In a press briefing Friday, Thornton outlined the obstacles Astrobotic’s controllers overcame to maintain Peregrine alive. Without a wholesome propulsion system, the spacecraft’s photo voltaic panels weren’t pointed on the Sun. With a couple of minutes to spare, considered one of Astrobotic’s engineers, John Shaffer, devised an answer to reorient the spacecraft to start out recharging its battery.
As Peregrine’s oxidizer tank misplaced strain, the leak charge slowed. At first, it regarded just like the spacecraft might need solely hours of propellant remaining. Then, Astrobotic reported on January 15 that the leak had “virtually stopped.” Mission controllers powered up the science payloads aboard the Peregrine lander, proving the devices labored and demonstrating the spacecraft may have returned knowledge from the lunar floor if it landed.
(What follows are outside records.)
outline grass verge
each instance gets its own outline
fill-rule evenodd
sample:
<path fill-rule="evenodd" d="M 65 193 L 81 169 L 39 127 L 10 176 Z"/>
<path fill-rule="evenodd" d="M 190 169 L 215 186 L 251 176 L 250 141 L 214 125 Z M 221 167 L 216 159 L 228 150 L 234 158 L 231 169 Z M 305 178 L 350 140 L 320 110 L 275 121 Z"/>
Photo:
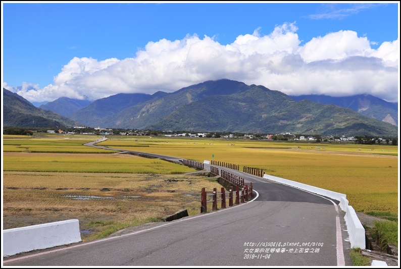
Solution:
<path fill-rule="evenodd" d="M 370 259 L 362 255 L 361 249 L 359 247 L 352 248 L 349 251 L 351 261 L 354 266 L 369 266 L 370 265 Z"/>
The small propulsive impulse from the leaking oxidizer drove Peregrine barely off target, placing it on a course to carry it again into Earth’s environment. This arrange Astrobotic for a “very tough determination,” Thornton mentioned.
Nudging Peregrine off its collision course with Earth would have required the spacecraft to fireplace its foremost engines, and even when that labored, the lander would have wanted to carry out extra maneuvers to get near the Moon. A touchdown was nonetheless out of the query, however Thornton mentioned there was a small likelihood Astrobotic may have guided Peregrine towards a flyby or affect with the Moon.
“The factor we had been weighing was, ‘Should we ship this again to Earth, or ought to we take the danger to function it in cislunar area and see if we are able to ship this out farther?'” Thornton mentioned.